Chorea: Ein Hauptsymptom der Huntington Krankheit

Tiefenhirnstimulation beinhaltet dünne Elektroden, die durch die Schädeldecke ins Gehirn gelegt werden. Die Impulsgeber unter der Haut liefern elektrische Impulse zum Gehirn.
Tiefenhirnstimulation beinhaltet dünne Elektroden, die durch die Schädeldecke ins Gehirn gelegt werden. Die Impulsgeber unter der Haut liefern elektrische Impulse zum Gehirn.
Quelle: NIH

Einer der auffälligsten Aspekte der Huntington Krankheit (HK) ist die fortschreitende Entwicklung der unkontrollierbaren Muskelbewegungen, die als Chorea bekannt sind. Obwohl Chorea wörtlich “tanzen” bedeutet, stellt diese unbeschwerte Definition die tatsächlichen Auswirkungen auf Personen mit der Huntington Krankheit falsch dar. Die Chorea kann das tägliche Leben beeinträchtigen und in einigen Fällen die Gesundheit und die Unabhängigkeit gefährden.
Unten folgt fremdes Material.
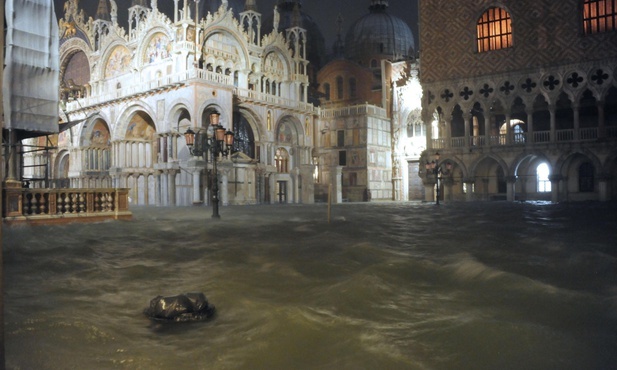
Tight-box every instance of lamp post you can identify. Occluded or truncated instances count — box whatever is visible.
[184,111,234,218]
[425,152,452,206]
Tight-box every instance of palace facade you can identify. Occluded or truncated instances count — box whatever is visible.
[22,0,425,206]
[419,0,617,202]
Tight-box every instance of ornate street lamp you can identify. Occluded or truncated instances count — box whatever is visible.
[184,111,234,218]
[425,152,452,205]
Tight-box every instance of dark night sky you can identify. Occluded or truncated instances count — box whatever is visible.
[54,0,418,50]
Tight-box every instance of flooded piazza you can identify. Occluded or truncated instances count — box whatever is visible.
[3,202,617,370]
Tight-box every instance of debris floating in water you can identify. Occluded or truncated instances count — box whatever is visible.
[144,293,216,322]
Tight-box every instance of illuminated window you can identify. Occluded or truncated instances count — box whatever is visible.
[583,0,617,35]
[578,162,594,193]
[336,76,343,99]
[349,77,357,98]
[274,148,289,173]
[536,163,551,193]
[324,83,330,100]
[476,8,512,53]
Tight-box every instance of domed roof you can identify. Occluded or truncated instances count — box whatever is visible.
[345,0,415,64]
[261,0,326,69]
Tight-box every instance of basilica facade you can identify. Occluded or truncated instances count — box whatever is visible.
[44,0,318,206]
[22,0,425,206]
[21,0,617,206]
[419,0,617,202]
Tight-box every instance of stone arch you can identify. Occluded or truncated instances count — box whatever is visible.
[79,115,111,147]
[555,149,604,176]
[135,26,173,67]
[167,101,193,134]
[471,154,513,199]
[554,150,603,200]
[261,46,293,76]
[112,103,161,140]
[513,151,555,199]
[276,115,304,146]
[60,39,92,101]
[201,26,250,70]
[98,41,135,79]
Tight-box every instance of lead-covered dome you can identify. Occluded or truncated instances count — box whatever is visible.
[345,0,415,65]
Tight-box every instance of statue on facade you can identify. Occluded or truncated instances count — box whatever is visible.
[272,5,281,32]
[109,0,118,19]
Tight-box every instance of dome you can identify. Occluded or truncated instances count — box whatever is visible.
[261,0,326,70]
[345,0,415,65]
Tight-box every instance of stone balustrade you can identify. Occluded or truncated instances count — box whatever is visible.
[2,184,132,224]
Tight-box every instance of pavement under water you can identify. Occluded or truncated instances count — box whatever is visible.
[3,202,617,370]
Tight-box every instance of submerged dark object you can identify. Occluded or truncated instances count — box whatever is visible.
[144,293,216,322]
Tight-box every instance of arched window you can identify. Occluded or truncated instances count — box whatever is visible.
[274,148,289,173]
[233,112,255,158]
[578,162,594,193]
[476,8,512,53]
[349,77,358,98]
[536,163,551,193]
[583,0,617,35]
[336,76,343,99]
[324,83,330,100]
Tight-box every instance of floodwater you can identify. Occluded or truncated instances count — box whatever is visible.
[4,202,617,370]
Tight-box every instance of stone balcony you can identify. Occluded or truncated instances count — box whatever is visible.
[2,182,132,224]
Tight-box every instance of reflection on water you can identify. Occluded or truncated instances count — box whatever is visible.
[4,202,617,370]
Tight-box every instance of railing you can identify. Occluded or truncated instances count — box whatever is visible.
[2,187,132,224]
[533,131,551,143]
[556,130,574,141]
[321,104,386,118]
[234,87,317,112]
[431,126,617,149]
[581,127,598,140]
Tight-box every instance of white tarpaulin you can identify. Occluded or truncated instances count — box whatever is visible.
[2,0,60,138]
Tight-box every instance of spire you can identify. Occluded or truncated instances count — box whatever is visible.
[96,0,111,21]
[244,0,257,12]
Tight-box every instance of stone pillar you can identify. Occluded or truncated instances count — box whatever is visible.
[572,102,581,141]
[300,164,316,204]
[548,175,563,203]
[463,113,471,149]
[525,108,535,145]
[167,171,176,206]
[598,174,610,202]
[505,176,516,202]
[424,179,435,202]
[441,177,454,203]
[424,114,433,149]
[443,116,452,149]
[482,178,489,200]
[596,100,606,139]
[330,166,343,203]
[506,112,514,145]
[548,104,557,143]
[154,171,163,207]
[484,111,494,147]
[187,158,206,205]
[463,179,475,202]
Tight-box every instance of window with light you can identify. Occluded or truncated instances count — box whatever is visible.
[476,8,512,53]
[536,163,551,193]
[583,0,617,35]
Wissenschaftler glauben, dass die Chorea durch das Absterben von Gehirnzellen in einem bestimmten Teil des Gehirns namens Striatum verursacht wird. Normalerweise wirken die Zellen im Striatum wie der Dirigent einer Symphonie: sie gleichen sorgfältig die Aktivitäten von jedem Gehirnabschnitte gegenseitig aus (insbesondere die, die an der Bewegung beteiligt sind), um ein klares und koordiniertes Ergebnis zu erzielen. Wenn die Zellen aus dem Striatum bei der Huntington Krankheit sterben, verliert jedoch die Gehirnsymphonie ihren Dirigenten. So wie die Musik von einem dirigentenlosen Orchester unstimmig wird, so verliert auch die Aktivität im Gehirn seine Harmonie ohne das sorgfältige Ausgleichen des Striatums. Folglich setzen die verbleibenden Zellen im Rest des Gehirns neue, unsymmetrische Aktivitätsmuster auf, die die unkontrollierbaren Bewegungen der Chorea produzieren.
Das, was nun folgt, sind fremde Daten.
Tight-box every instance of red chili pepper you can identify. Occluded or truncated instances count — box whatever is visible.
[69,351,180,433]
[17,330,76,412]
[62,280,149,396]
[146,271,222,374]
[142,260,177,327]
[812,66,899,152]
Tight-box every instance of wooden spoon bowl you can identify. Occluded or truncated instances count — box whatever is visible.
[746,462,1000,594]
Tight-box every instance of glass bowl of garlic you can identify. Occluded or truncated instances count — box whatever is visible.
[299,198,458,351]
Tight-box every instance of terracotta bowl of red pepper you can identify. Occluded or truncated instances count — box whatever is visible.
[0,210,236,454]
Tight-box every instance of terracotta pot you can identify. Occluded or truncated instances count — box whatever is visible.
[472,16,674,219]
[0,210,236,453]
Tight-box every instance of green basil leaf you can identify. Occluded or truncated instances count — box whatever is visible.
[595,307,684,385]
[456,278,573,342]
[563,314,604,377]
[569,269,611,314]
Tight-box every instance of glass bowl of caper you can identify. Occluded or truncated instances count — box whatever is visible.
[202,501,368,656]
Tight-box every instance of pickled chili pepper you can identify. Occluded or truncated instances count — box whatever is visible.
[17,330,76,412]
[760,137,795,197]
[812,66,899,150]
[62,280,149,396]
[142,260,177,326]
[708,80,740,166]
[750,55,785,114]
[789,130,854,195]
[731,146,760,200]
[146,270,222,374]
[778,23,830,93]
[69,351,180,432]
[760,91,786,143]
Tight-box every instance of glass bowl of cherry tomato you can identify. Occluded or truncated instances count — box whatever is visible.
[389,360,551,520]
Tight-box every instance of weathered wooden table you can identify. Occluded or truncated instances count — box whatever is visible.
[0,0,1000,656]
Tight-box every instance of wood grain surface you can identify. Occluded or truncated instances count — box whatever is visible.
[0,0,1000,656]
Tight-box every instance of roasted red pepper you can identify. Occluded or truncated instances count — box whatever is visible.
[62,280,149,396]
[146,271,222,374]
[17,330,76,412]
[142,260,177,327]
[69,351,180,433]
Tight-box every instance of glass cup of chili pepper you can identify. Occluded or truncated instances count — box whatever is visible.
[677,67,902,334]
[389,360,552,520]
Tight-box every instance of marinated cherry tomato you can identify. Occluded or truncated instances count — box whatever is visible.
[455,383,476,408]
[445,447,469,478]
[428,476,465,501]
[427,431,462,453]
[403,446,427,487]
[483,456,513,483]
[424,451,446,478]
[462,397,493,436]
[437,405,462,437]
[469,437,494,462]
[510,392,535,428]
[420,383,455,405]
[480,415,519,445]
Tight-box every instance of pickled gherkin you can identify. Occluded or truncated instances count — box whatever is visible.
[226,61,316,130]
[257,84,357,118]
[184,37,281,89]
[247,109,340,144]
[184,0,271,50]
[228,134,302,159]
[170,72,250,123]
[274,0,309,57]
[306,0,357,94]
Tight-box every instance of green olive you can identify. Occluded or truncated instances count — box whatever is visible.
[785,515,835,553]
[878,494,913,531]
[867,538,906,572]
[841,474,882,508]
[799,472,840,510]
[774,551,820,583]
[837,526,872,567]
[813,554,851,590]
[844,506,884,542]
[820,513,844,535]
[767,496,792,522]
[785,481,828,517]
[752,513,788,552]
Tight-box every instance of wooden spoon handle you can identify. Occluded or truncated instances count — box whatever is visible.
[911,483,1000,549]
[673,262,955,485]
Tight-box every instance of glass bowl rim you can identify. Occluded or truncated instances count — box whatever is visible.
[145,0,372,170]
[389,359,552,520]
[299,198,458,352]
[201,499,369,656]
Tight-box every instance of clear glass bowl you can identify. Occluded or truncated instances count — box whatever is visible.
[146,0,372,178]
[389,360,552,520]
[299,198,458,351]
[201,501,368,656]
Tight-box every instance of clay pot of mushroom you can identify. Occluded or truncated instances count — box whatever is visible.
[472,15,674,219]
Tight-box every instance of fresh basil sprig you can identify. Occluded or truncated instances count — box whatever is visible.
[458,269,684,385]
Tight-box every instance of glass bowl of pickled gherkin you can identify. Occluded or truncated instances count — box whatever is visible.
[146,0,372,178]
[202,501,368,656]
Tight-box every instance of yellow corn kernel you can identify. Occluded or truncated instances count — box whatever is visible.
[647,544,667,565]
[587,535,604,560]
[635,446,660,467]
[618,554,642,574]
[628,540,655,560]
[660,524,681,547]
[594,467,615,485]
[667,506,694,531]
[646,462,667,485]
Allerdings studieren die Forscher jetzt ein spezielles Verfahren, das als die Tiefenhirnstimulation oder “DBS” (englisch: Deep brain stimulation) bekannt ist, das in der Lage sein kann, diese unausgewogenen Muster zu unterbrechen und die Chorea in der Huntington Krankheit zu reduzieren.

Tiefenhirnstimulation: eine Reset-Taste für das Huntington Gehirn?
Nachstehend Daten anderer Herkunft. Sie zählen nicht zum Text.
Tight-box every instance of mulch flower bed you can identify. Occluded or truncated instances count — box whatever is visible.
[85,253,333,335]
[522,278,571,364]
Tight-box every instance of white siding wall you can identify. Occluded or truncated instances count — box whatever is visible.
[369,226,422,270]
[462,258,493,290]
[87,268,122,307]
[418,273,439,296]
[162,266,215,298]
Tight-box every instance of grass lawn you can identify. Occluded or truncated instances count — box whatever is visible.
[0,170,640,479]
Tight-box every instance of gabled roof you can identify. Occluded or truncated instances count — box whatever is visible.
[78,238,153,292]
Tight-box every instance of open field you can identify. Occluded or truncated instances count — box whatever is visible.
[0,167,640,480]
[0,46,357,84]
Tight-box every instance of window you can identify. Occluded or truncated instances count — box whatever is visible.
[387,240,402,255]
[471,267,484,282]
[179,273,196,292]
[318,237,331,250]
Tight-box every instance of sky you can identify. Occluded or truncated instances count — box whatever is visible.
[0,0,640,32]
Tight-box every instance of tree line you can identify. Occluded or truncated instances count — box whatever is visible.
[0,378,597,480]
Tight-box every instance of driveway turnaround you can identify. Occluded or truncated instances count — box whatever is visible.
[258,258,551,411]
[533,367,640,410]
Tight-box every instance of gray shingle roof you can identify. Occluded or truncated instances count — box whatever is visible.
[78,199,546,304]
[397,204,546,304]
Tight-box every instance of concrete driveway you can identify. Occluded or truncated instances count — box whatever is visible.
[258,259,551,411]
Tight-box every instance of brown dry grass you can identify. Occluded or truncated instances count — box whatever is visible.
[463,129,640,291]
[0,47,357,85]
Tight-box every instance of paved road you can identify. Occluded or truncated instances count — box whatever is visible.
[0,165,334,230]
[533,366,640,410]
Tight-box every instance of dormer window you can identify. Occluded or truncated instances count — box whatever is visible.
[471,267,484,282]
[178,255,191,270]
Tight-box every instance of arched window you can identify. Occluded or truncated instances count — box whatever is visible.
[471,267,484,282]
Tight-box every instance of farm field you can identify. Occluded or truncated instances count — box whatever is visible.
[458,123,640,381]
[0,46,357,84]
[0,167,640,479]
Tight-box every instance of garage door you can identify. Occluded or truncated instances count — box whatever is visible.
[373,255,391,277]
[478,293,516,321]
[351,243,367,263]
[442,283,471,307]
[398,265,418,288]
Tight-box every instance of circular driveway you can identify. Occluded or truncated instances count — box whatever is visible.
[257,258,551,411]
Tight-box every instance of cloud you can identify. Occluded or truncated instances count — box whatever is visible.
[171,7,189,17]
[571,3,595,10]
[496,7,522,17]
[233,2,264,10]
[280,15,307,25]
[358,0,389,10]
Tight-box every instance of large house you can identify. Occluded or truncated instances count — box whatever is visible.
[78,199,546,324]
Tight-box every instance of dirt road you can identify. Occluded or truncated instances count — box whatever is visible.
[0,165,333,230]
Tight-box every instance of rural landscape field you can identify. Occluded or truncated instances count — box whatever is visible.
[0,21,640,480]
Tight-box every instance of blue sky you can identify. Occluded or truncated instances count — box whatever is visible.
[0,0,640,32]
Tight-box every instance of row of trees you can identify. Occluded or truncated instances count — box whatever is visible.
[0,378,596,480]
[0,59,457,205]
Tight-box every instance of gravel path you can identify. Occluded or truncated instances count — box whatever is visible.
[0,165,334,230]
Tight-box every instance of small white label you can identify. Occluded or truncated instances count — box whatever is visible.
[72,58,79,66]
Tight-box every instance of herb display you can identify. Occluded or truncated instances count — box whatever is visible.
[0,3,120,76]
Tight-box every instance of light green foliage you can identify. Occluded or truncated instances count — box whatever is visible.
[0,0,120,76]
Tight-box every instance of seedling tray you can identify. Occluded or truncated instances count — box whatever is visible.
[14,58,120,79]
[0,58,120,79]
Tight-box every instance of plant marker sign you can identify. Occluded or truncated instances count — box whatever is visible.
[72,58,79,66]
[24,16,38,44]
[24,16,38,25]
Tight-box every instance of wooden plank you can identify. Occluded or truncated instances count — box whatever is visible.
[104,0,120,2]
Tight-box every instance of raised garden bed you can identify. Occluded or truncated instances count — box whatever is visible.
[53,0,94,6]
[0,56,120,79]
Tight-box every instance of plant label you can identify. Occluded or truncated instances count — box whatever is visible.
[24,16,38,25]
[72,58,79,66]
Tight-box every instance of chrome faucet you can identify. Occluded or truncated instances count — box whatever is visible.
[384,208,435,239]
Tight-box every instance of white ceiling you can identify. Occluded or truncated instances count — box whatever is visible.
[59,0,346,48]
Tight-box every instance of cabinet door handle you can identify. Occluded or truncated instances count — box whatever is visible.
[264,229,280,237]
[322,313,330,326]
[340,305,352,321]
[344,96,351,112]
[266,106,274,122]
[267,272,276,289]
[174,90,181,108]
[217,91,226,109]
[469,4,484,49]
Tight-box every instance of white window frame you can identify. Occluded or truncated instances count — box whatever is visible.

Tiefenhirnstimulation klingt wirklich wie etwas aus einem Science-Fiction-Film. Bei DBS implantieren Ärzte winzige Elektroden in bestimmte Teile des Gehirns (wie die zur Steuerung der Bewegung), so dass diese Elektroden elektrische Mini-Impulse in die umliegenden Hirnregionen senden. Auch wenn Strom die Sprache des Gehirns ist, die die Zellen verwenden, um zu kommunizieren, sind diese Elektroden jedoch nicht versucht, sich höflich mit den Gehirnzellen zu unterhalten, die in der Nähe sind. Vielmehr machen sie dabei das Gegenteil - sie schreien den nahen Gehirnzellen zu, still zu sein!

Wissenschaftlich ist die Idee, dass der Strom, der aus den Elektroden fließt, die Signale aus allen Gehirnzellen in ihrer Nähe zum Schweigen bringen wird. Dieses Schweigen kann sehr nützlich sein in den Huntington Gehirnbereichen, die ihren “Dirigenten” im Striatum verloren haben und somit die sind, die unausgewogene Aktivitätsmuster senden, die die Chorea verursachen. In gewissem Sinne würden die Elektroden wie die Reset-Taste in einer Bowlingbahn handeln, die es Ärzten ermöglicht, die chaotischen Aktivitätsmuster des Gehirns zu unterbrechen, die die Gehirnzellen aufgesetzt haben, und damit die Bewegungen der Chorea zu stoppen.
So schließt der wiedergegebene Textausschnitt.